Berdasarkan perkembangan terbaru, sejak 22 September pemerintah Bali dibantu Kementerian Pertanian berusaha mengevakuasi ternak milik warga. Data hingga 28 September, baru sekitar 2 ribuan sapi, ratusan babi dan kambing, dari lima kabupaten yang bisa dibawa turun ke penampungan darurat. Targetnya untuk sapi, yang masih tertinggal, mencapai 18 ribu ekor.

Iklan

Persoalan bahan pangan di pengungsian juga mulai dirasakan para pengungsi. "Kami sempat khawatir karena beras di barak tinggal sedikit, tapi sekarang kondisi sudah membaik karena bantuan donatur mulai datang," kata I Ketut Subandi, pengurus logistik Desa Tana Ampo, saat diwawancarai SBS. Belum jelas, seberapa besar anggaran pemerintah provinsi untuk tetap bisa merawat para pengungsi secara layak selama kondisi tak menentu ini. Kementerian Dalam Negeri sudah mengizinkan pemprov memakai Belanja Tidak Terduga (BTT) untuk kepentingan warga yang terdampak peningkatan aktivitas Gunung Agung. Awal pekan ini, Gubernur Made Mangku Pastika menyatakan anggaran penanganan bencana sebesar Rp4,5 miliar belum bisa dicairkan.

Tentu saja, dari semua kabar buruk ada sisi lain yang tetap bisa menentramkan hati kita. Pada saat penuh ketidakpastian ini, warga Bali bersatu padu saling membantu para pengungsi. Insiatif-inisiatif sosial, misalnya penyediaan shelter darurat untuk ternak serta bantuan bahan pangan dan obat-obatan bagi pengungsi, muncul secara swadaya dari sesama warga Bali. "Setiap desa di seantero Bali langsung turun tangan memberi bantuan," kata Tai Graham, peselancar profesional yang kini menggalang bantuan bersama 250 warga Bali lainnya. "Kesetiakawanan sosial ini adalah bukti bahwa penduduk Bali sanga bersatu.

Gunung Agung terakhir kali meletus pada 1963. Kala itu, dilaporkan korban tewas mencapai lebih dari 1.000 orang akibat aliran lahar, awan panas, serta lahar dingin yang membawa batuan besar menghantam desa-desa di sisi utara maupun selatan dari gunung tersebut. Teknologi yang dimiliki pemerintah saat ini setidaknya bisa memprediksi peningkatan aktivitas vulkanik, sehingga semoga jumlah korban dapat diminimalisir. Tentu saja yang belum jelas sampai sekarang adalah rencana pemulihan hidup lebih dari 75.000 orang yang nantinya akan terdampak hidupnya akibat erupsi. Sebab sekarang, para pegiat di lapangan menuturkan dibutuhkan sedikitnya 150 ribu nasi bungkus per hari untuk menopang seluruh pengungsi. Jumlahnya bisa meningkat hingga satu juta nasi bungkus dalam dua pekan ke depan, jika zona berbahaya ditingkatkan cakupan areanya.

Iklan

Faktor lain yang sekarang mengancam perekonomian Bali ke depan adalah ketidakpastian menggelayuti sektor turisme. Sejauh ini, walau arus pengungsi sudah berdatangan dari daerah sekitar gunung, pariwisata memang belum terdampak. Masih ada 50 ribuan turis yang datang tiap harinya mengunjungi Pulau Dewata, hingga berita ini dilansir.

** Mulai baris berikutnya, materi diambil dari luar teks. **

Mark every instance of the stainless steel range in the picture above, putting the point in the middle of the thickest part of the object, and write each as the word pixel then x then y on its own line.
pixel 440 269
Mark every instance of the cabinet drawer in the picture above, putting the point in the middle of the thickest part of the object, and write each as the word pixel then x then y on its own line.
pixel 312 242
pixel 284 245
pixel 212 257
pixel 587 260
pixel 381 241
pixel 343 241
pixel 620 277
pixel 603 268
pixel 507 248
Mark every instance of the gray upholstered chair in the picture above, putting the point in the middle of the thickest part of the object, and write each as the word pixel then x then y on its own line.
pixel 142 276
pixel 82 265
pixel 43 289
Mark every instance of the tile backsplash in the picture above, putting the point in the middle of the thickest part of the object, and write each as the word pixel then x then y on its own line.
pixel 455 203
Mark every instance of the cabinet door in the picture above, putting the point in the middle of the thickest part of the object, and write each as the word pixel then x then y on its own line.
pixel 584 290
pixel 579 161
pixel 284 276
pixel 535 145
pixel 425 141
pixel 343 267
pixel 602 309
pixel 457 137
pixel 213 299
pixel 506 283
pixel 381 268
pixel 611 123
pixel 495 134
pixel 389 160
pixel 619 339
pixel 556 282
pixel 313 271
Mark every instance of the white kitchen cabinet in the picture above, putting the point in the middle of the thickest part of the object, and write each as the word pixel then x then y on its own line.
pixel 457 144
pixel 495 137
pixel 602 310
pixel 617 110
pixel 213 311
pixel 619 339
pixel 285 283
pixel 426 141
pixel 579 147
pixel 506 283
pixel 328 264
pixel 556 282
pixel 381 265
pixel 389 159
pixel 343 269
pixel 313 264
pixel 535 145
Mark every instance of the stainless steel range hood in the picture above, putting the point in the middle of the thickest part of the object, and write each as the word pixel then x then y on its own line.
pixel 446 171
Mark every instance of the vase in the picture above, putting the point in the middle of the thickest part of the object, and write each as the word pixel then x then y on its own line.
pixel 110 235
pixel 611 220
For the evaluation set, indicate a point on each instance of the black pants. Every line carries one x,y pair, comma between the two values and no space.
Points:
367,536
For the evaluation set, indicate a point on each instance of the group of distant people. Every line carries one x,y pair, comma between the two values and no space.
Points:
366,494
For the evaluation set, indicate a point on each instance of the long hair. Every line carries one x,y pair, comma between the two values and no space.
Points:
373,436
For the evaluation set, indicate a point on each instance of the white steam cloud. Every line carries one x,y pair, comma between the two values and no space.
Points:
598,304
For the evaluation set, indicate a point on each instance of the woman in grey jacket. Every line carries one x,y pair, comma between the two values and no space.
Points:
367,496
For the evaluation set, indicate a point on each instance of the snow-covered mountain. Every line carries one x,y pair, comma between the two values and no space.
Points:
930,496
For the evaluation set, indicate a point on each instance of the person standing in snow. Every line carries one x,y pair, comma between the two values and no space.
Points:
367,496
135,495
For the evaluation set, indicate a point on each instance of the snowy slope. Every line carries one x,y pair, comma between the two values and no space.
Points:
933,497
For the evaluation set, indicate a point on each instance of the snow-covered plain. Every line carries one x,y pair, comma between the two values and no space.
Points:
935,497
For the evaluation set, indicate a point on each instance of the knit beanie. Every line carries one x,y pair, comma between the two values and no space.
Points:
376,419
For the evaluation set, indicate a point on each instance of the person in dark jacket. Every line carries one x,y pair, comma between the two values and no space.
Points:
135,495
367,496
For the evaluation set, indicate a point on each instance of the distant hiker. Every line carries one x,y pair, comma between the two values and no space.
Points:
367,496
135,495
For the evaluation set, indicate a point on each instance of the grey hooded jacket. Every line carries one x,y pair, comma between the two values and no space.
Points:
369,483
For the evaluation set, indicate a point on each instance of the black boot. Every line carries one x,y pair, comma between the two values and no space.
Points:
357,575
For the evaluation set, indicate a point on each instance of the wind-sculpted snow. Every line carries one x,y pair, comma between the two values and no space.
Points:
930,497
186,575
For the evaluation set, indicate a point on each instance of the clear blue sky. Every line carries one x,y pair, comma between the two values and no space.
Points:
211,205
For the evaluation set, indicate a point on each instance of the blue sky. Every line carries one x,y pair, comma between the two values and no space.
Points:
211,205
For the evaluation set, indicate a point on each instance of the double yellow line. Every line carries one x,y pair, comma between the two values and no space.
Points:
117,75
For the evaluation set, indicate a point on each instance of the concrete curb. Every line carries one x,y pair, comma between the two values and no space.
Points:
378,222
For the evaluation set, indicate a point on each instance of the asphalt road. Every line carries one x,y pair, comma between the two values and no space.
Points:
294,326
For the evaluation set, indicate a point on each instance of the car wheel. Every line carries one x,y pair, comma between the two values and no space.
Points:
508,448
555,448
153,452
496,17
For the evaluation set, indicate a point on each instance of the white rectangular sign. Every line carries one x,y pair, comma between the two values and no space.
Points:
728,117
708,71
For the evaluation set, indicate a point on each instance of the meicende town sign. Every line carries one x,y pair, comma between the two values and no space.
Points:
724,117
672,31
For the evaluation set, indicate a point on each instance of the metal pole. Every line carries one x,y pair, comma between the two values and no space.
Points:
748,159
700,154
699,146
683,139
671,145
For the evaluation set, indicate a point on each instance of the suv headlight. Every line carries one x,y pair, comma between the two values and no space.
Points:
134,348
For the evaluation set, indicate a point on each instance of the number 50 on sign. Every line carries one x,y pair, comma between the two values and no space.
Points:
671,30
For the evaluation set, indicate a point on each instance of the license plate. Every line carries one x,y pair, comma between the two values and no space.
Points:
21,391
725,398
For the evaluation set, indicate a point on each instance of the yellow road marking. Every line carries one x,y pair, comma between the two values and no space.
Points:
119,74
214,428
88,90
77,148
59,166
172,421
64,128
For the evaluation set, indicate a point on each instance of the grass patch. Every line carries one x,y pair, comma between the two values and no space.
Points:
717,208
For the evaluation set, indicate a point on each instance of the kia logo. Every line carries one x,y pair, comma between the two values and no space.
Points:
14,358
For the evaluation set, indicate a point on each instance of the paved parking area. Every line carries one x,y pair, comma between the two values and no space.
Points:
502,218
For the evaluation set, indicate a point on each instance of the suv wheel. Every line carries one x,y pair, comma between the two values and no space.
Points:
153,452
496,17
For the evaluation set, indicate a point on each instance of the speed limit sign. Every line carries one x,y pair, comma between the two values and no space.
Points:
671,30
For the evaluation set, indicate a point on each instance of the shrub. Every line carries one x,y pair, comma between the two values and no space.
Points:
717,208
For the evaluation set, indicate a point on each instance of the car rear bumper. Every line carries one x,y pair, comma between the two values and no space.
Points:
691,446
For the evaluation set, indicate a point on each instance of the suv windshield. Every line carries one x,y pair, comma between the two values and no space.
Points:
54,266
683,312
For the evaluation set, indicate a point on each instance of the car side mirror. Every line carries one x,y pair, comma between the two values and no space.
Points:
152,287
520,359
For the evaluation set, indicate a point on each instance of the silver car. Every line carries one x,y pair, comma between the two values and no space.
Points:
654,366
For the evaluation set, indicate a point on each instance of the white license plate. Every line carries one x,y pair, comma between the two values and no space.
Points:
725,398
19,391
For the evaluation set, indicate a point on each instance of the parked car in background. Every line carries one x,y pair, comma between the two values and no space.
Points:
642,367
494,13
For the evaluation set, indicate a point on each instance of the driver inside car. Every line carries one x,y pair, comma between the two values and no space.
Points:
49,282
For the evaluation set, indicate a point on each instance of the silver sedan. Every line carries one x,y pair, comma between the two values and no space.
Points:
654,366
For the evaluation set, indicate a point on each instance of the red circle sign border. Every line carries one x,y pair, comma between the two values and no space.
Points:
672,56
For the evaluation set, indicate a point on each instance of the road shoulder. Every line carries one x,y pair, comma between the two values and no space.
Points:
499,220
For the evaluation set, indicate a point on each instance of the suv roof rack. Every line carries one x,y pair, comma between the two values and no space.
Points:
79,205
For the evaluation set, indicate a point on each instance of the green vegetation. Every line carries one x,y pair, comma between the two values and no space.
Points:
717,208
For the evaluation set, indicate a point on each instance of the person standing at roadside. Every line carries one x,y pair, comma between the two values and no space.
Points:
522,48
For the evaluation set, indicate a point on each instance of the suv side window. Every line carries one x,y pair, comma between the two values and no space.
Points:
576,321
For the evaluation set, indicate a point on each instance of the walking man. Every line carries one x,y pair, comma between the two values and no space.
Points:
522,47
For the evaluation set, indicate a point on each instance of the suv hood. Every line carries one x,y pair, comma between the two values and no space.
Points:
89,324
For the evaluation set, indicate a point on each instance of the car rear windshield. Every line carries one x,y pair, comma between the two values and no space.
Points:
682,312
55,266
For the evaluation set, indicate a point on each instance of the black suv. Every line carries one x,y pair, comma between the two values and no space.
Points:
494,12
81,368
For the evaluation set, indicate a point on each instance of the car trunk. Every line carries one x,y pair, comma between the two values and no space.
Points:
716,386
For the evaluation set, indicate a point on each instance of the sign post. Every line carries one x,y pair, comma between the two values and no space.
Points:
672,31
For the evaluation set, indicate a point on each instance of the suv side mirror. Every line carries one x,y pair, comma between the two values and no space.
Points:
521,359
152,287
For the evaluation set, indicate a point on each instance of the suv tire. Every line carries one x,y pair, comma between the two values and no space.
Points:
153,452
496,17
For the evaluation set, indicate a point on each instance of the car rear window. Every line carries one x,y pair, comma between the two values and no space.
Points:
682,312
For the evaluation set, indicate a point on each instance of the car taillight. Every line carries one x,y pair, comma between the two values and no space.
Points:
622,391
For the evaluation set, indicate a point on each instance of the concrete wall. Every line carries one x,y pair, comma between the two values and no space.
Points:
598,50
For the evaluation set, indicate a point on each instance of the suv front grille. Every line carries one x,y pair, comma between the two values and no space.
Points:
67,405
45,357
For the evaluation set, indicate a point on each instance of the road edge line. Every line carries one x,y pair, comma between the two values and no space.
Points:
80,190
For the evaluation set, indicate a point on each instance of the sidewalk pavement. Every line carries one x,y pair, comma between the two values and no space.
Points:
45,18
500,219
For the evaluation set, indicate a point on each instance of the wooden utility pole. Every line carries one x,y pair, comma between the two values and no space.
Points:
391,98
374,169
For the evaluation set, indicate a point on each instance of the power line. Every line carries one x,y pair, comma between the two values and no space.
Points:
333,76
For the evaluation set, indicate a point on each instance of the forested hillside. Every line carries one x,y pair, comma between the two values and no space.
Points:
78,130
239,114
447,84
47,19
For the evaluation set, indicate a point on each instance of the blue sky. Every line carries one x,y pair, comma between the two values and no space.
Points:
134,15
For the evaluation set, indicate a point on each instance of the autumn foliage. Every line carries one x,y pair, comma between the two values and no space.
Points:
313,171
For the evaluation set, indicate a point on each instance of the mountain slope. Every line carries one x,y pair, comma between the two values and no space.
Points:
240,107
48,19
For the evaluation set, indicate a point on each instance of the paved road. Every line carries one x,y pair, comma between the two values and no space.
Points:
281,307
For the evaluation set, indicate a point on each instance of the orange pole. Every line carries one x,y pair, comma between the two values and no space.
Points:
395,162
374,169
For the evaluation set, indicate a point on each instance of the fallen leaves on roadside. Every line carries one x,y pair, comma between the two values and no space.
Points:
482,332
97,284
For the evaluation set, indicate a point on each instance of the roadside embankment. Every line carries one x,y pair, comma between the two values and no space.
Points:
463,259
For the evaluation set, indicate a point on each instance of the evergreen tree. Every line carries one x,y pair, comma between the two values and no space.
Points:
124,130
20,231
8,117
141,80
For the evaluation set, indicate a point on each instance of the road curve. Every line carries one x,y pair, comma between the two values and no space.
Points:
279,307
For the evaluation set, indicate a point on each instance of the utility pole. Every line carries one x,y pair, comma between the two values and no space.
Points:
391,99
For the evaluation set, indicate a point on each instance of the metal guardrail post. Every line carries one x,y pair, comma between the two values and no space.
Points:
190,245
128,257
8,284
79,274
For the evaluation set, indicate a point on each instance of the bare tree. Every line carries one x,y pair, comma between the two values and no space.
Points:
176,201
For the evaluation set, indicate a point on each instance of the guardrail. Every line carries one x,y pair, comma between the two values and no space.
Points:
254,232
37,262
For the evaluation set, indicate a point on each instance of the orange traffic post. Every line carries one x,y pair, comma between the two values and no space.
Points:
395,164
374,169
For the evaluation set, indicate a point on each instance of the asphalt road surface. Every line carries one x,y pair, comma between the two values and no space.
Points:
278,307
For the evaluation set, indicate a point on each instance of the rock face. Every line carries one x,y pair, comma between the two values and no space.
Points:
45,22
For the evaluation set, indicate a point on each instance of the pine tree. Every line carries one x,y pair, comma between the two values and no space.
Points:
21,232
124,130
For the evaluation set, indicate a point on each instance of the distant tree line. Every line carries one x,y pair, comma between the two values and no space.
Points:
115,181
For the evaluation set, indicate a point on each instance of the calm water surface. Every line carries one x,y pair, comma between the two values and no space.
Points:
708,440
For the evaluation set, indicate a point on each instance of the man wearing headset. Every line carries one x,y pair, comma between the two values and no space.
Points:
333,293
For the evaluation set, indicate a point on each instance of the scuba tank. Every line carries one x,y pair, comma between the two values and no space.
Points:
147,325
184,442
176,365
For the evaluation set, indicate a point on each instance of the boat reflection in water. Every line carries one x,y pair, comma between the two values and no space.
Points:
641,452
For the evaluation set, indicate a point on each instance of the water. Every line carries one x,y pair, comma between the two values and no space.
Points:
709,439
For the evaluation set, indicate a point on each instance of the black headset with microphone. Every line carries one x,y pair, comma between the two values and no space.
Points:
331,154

Namun, ketika Gunung Agung benar-benar meletus, bandar udara pasti akan tertutup. Begitu pula bandara di Lombok. Artinya, akan ada kelesuan ekonomi yang membayangi Bali, yang mengandalkan pemasukan daerah dari pariwisata. Belum lagi arus logistik yang akan terganggu karena masuknya barang hanya mengandalkan pelabuhan. "Yang dikhawatirkan rekan-rekan saya penduduk Bali nantinya adalah keamanan distribusi bahan bakar dan barang-barang dari pulau lain," kata Graham.

Pusat Vulkanologi dan Mitigasi Bencana Geologi menyatakan asap putih mulai mengepul dari kawah Gunung Agung. Citra satelit juga menunjukkan rekahan terbentuk di kawah, menandakan magma mulai terkumpul di permukaan kawah. Artinya letusan kini dapat terjadi sewaktu-waktu.

Laporan tentang Gunung Agung ini masih berkembang dan data-datanya bakal dimutakhirkan.